Das Berufungsgericht sprach aus, dass der Wert des Entscheidungsgegenstands 5.000 EUR, nicht jedoch 30.000 EUR übersteige. Die ordentliche Revision sei zulässig, weil Judikatur des Obersten Gerichtshof zur Frage fehle, ob auch im Fall eines Irrtums bei Unterfertigung des Ergebnisses der Vermessung für den Grenzkataster die Judikatur zur Entstehung einer Dienstbarkeit bei Teilung der Liegenschaft anzuwenden sei oder ob die Parteien auf eine Berichtigung des Grenzkatasters im Verwaltungsweg zu verweisen seien.

Dagegen richtet sich die Revision der Beklagten mit einem Abänderungsantrag, hilfsweise wird ein Aufhebungsantrag gestellt.

Der Kläger beantragt, die Revision zurückzuweisen, hilfsweise ihr nicht Folge zu geben.

Rechtliche Beurteilung

Die Revision ist zulässig, sie ist auch berechtigt.

Zu Unrecht hat das Berufungsgericht das rechtliche Interesse des Klägers ungeprüft gelassen. Der Mangel des rechtlichen Interesses an einer Feststellungsklage ist nämlich auch im Rechtsmittelverfahren von Amts wegen wahrzunehmen (RIS-Justiz RS0039123).

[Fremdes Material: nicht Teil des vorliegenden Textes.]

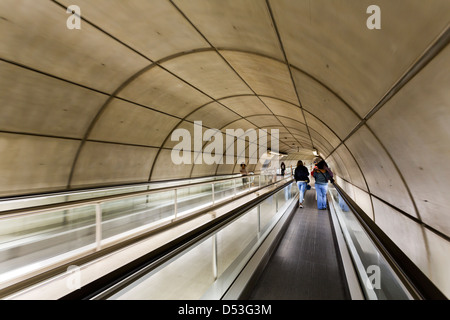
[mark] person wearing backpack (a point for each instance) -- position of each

Zweck der Feststellungsklage ist es, die Rechtslage dort zu klären, wo ein von der Rechtsordnung anerkanntes Bedürfnis zur Klärung streitiger Rechtsbeziehungen besteht (RIS-Justiz RS0037422). Das Vorliegen des Feststellungsinteresses ist Voraussetzung für den Feststellungsanspruch (RIS-Justiz RS0039177). Es muss irgendeine streitverhindernde oder sonstige Rechtswirkung zwischen den Parteien des vorliegenden Rechtsstreits denkbar sein (RIS-Justiz RS0039080). Voraussetzung ist eine unmittelbare Wirkung des festzustellenden Rechts auf die Rechtsposition der die Feststellung beantragenden Partei (1 Ob 176/10d). Die Feststellung von Rechten oder Rechtsverhältnissen, die im Verhältnis zu nicht am Verfahren beteiligten Dritten bestehen, ist zwar nicht generell ausgeschlossen. Ein solches Begehren ist jedoch nur zulässig, wenn das festzustellende Recht oder Rechtsverhältnis die Rechtssphäre des Klägers oder des Beklagten unmittelbar berührt (RIS-Justiz RS0038819), also unmittelbar in seinen Rechtsbereich hineinreicht, diesen stört und beeinträchtigt (RIS-Justiz RS0038958). Ein bloß wirtschaftliches Interesse allein genügt nicht. Bei der Feststellung von Drittrechtsverhältnissen ist das rechtliche Interesse genau zu prüfen, weil das Feststellungsurteil einem am Verfahren nicht beteiligten Dritten gegenüber keine Rechtskraftwirkung äußert (4 Ob 93/09v mwN). Das rechtliche Interesse fehlt, wenn die Rechtskraftwirkung des Feststellungsurteils die Beseitigung der Unsicherheit über das Rechtsverhältnis nicht garantieren kann und damit die Rechtsverhältnisse des Klägers durch das Verhalten des Beklagten nicht unmittelbar berührt werden (1 Ob 49/09a, RIS-Justiz RS0039071).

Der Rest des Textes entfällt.